1.Federalismo Municipale e Patto di stabilità
La prima delle priorità risiede nella forma e nei contenuti da dare al federalismo. Il nostro progetto di federalismo municipale solidale si poggia su un municipio in grado di essere espressione della società locale attraverso un allargamento della governance alle rappresentanze dei soggetti deboli e l’attivazione di dinamiche di cittadinanza attiva e consapevole, con lo sviluppo di processi di democrazia partecipativa e comunitaria, per la valorizzazione del territorio come bene comune.
Ci rendiamo conto che sono pochi, oggi, i municipi in grado di resistere alla manovra a questa molteplice tenaglia, fra devolution fittizia da un lato e boicottaggio reale dall’altro -che, mentre ha reso difficile la crescita dei processi partecipativi e della democrazia locale, ha svuotato di ogni contenuto non puramente ideologico la proposta federalista, con la conseguente crisi del progetto di federalismo municipale solidale che si poggia su un municipio in grado di essere espressione della società locale.
L’avallo formale del Governo Berlusconi, che con la spinta della Lega, sulla carta proponeva una spinta federalista anticentralista, si è dimostrato decisamente inefficace su questo punto, rafforzando e introducendo numerose norme che umiliano l’autonomia del locale e delle amministrazioni periferiche. In particolare chiediamo la profonda revisione del ”patto di stabilità”, che di fatto sta mettendo oggettivamente in ginocchio i Comuni, soprattutto in relazione alla parte degli investimenti - e dunque alla programmazione di medio e lungo periodo su cui si gioca di fatto la partita dell’amministrazione responsabile e democratica.
Chiediamo dunque che i programmi contemplino passi concreti in grado - mediante una drastica revisione della politica dei limiti di spesa da un lato, e l’attribuzione di un sostegno concreto alle dinamiche di valorizzazione dell’autonomia locale dall’altro – di avviare rapidamente a soluzione le gravissime contraddizioni di questo orientamento, così da ridare spinta e importanza alla capacità degli enti e permettere al governo locale di tornare ad essere una vera forma di governo e di fare una corretta pianificazione delle spese e delle priorità.

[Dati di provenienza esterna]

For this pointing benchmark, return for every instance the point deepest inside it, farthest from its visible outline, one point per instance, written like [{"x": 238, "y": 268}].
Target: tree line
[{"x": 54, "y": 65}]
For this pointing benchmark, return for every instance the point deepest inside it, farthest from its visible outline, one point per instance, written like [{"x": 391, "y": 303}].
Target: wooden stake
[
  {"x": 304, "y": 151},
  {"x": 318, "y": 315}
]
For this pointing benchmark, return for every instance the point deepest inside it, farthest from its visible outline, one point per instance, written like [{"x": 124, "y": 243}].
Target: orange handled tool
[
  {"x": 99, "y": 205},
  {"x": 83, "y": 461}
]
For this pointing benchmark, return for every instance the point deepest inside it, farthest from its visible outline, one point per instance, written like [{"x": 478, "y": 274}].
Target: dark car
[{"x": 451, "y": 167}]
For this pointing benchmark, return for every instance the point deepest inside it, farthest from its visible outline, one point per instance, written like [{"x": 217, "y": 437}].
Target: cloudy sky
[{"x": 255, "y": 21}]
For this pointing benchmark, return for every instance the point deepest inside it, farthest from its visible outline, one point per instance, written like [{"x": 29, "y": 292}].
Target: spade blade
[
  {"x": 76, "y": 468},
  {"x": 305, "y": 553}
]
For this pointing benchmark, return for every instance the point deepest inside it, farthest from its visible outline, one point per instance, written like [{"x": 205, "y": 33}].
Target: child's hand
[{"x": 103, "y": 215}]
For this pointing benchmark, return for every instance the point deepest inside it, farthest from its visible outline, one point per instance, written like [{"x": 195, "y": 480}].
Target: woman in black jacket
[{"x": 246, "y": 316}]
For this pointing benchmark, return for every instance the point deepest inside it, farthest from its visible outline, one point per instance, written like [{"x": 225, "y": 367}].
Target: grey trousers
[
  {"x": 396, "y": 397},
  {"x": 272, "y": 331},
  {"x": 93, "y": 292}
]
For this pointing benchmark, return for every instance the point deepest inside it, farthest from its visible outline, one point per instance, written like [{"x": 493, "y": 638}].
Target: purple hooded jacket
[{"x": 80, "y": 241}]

2. Promuovere forme di democrazia partecipativa e diretta
E’ ormai matura la scelta di attivare nuove forme di democrazia partecipativa come regola permanente di governo. In questi anni numerosissime sono state le esperienza e le sperimentazioni attivate da Comuni, Province e Regioni, e significativo appare il riconoscimento normativo offerto a tali processi anche dalla legislazione regionale, che già in due casi (Toscana ed Emilia-Romagna) ha creduto doveroso approvare norme sui processi di partecipazione per garantirne trasparenza, accessibilità, democraticità, efficacia ed efficienza.
La crescita del protagonismo sociale nelle mobilitazioni internazionali e nazionali e la forte domanda di partecipazione, la diffusione di esperienze di partecipazione nelle forme e negli ambiti più diversi che si accompagna alla crisi di rappresentanza degli istituti di democrazia delegata, alla disaffezione al voto, alla crescita di politiche individualistiche di desolidarizzazione sociale e di esaltazione del mercato, ha reso questi strumenti fondamentali per ricostruire, in controtendenza, legame sociale attraverso la ricostruzione di un rapporto fra bisogni sociali e istituzioni, per restituire spazio pubblico di decisione sui destini della città e del territorio, e per includere come altrettante risorse gli interessi dei più deboli, dei migranti, delle diversità culturali nel progetto di futuro della comunità locale.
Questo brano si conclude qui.